There was a lot of discussion about the plans outlined in the amendment. An action group formed to oppose the plan, under the emotive catch-cry of "Save Albert Hall". Ongoing public debate and anger directed towards the authorities involved led to the National Capital Authority holding public meetings on 5 March, and later added more meetings on 22 and 24 March. Finally, at a meeting on 2 April 2007, it was agreed that the NCA would not proceed with the landmark building, and that the land would be used as a "public lakeside park". The organisation continues to campaign to protect the Albert Hall and its precinct. The building, which was previously listed only on the Heritage Places register, has been suggested for inclusion on the National Heritage List, which would make it extremely difficult for government authorities to make further attempts to develop the precinct. In the lead-up to the 2007 federal election, the Labor Senator Kate Lundy committed $500,000 to the restoration of the Albert Hall.

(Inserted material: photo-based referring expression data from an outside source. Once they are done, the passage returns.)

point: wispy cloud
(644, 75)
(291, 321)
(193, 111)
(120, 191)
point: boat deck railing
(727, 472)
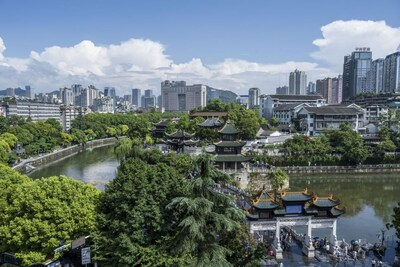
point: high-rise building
(66, 96)
(297, 83)
(392, 73)
(337, 90)
(311, 90)
(254, 98)
(136, 97)
(324, 88)
(357, 73)
(28, 92)
(10, 92)
(377, 75)
(110, 91)
(177, 96)
(282, 90)
(76, 93)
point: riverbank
(28, 165)
(380, 168)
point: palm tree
(205, 216)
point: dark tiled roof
(295, 197)
(252, 216)
(280, 212)
(336, 212)
(333, 110)
(228, 129)
(311, 210)
(211, 122)
(190, 142)
(209, 114)
(297, 97)
(231, 158)
(265, 205)
(179, 134)
(286, 107)
(230, 143)
(161, 123)
(324, 202)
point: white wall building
(269, 102)
(314, 120)
(34, 110)
(177, 96)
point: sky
(228, 44)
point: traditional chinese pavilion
(159, 130)
(229, 149)
(271, 212)
(179, 139)
(211, 123)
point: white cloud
(143, 63)
(2, 48)
(342, 37)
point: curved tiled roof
(228, 129)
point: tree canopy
(36, 216)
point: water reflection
(94, 166)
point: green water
(94, 166)
(368, 198)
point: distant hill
(226, 96)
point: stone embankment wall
(344, 169)
(26, 165)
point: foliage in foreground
(37, 216)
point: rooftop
(211, 122)
(231, 158)
(209, 114)
(295, 196)
(333, 110)
(230, 143)
(286, 107)
(297, 97)
(228, 129)
(180, 134)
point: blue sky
(233, 43)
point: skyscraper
(177, 96)
(324, 88)
(377, 75)
(254, 95)
(337, 90)
(392, 73)
(357, 73)
(282, 90)
(311, 90)
(136, 97)
(297, 83)
(110, 91)
(28, 92)
(66, 96)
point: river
(369, 199)
(95, 166)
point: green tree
(36, 215)
(396, 219)
(278, 178)
(10, 139)
(66, 139)
(133, 223)
(206, 217)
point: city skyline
(141, 50)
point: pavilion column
(309, 233)
(333, 239)
(277, 242)
(308, 248)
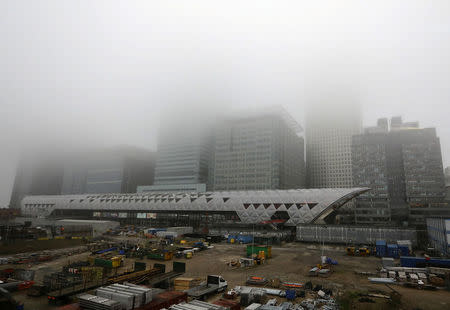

===Compton Theatre Organ===
A Compton Theatre Organ was installed in Albert Hall in the late 1980s, after the ACT Division of the Theatre Organ Society of Australia took delivery of its components and spent almost ten years restoring the organ. Its inaugural concert was on 17 August 1986, with organist Tony Fenelon. This organ had originally been, from March 1933 until 1968, in the Gaumont Palace (later renamed the Odeon Theatre) in Cheltenham, Gloucestershire, UK.